As medidas de controlo de ventores mostraram um impacto importante no controlo da malária ao longo da história da doença. Contudo, com o desenvolvimento da resistência aos antimaláricos e aos inseticidas, são necessários métodos de controlo de vetores originais e inovadores. O ideal seria que as ferramentas visassem também um conjunto alargado da população, com o fim de interromper a transmissão da malária e acelerar a sua erradicação. BOHEMIA encaixa neste contexto através da ivermectina. Este “fármaco milagroso” tem demonstrado o seu potencial para suplementar o efeito de outras medidas de controlo de vetores e, eventualmente, reduzir a transmissão. Além disso, este fármaco pode vencer os atuais desafios relacionados com a resistência aos inseticidas, ao se considerar que a possibilidade de que no futuro se desenvolva uma resistência é mínima.
Que lições aprendeu de outros projetos em que trabalhou e que podem beneficiar BOHEMIA?
O trabalho de equipa e a dedicação são as ferramentas fundamentais de um projeto. Uma boa equipa precisa de se comunicar bem e de se ouvir entre si, centrar-se nos objetivos do projeto, e apoiar-se mutuamente. O ambiente de dedicação surge quando os membros da equipa estão motivados e são respeitados. Para isso são necessárias uma boa liderança e uma boa coordenação.
O projeto BOHEMIA vai contar com uma grande equipa clínica. A coordenação pode revelar-se problemática se as capacidades de liderança e gestão não forem cuidadosamente aplicadas. A prática como líder em projetos anteriores deu-me a experiência, e uma série de lições, em liderança e coordenação. Com o apoio adequado do resto dos membros de BOHEMIA, julgo que vou estar na posição ideal para partilhar e dar provas dessa experiência às equipas clínicas e no terreno.
Acha que enquanto for vivo o seu país vai assistir à erradicação da malária?

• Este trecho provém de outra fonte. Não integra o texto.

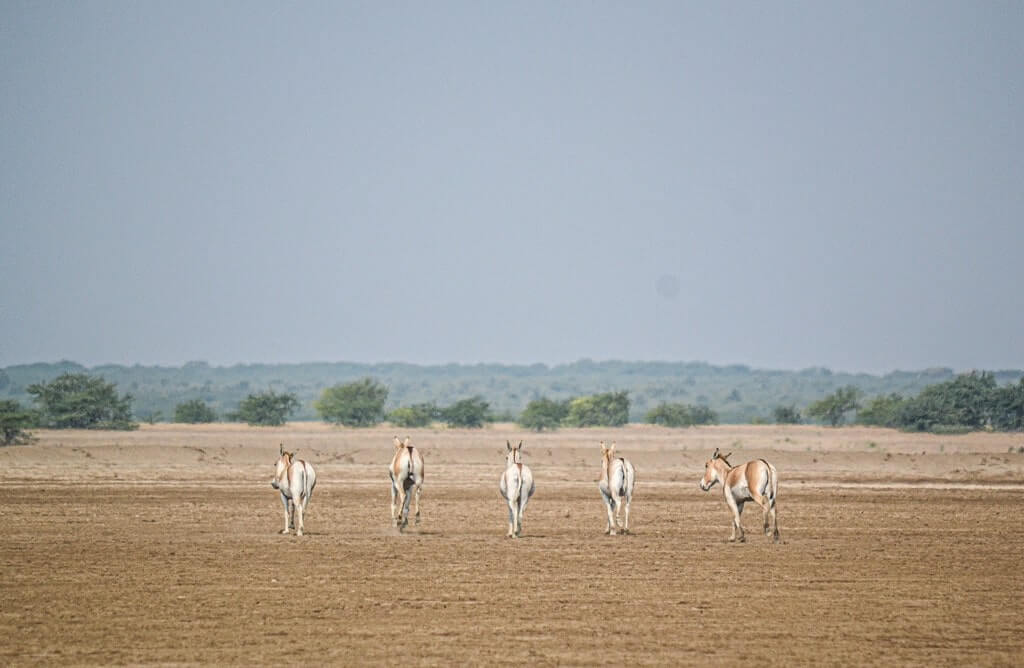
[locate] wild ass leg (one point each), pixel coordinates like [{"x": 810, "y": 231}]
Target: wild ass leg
[
  {"x": 737, "y": 529},
  {"x": 626, "y": 527},
  {"x": 610, "y": 529},
  {"x": 284, "y": 500},
  {"x": 519, "y": 514},
  {"x": 394, "y": 504},
  {"x": 765, "y": 503},
  {"x": 297, "y": 511},
  {"x": 407, "y": 499},
  {"x": 768, "y": 510}
]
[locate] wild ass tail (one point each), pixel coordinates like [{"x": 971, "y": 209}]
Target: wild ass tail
[{"x": 772, "y": 482}]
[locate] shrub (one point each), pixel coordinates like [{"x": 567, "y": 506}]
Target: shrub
[
  {"x": 543, "y": 414},
  {"x": 358, "y": 404},
  {"x": 418, "y": 415},
  {"x": 265, "y": 409},
  {"x": 680, "y": 415},
  {"x": 607, "y": 410},
  {"x": 786, "y": 415},
  {"x": 834, "y": 408},
  {"x": 78, "y": 401},
  {"x": 470, "y": 413},
  {"x": 195, "y": 411},
  {"x": 13, "y": 421}
]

Acho que isso só será possível se prosseguirmos com a atual agenda global. A nível nacional, precisamos de trabalho de equipa e de vontade política como base de apoio, mas isso por si só não é suficiente, precisamos de apoio externo. Tudo isso irá ajudar a acelerar o impacto das intervenções destinadas à erradicação, aliadas a ferramentas e fármacos inovadores que impedem a transmissão e aceleram a erradicação da malária.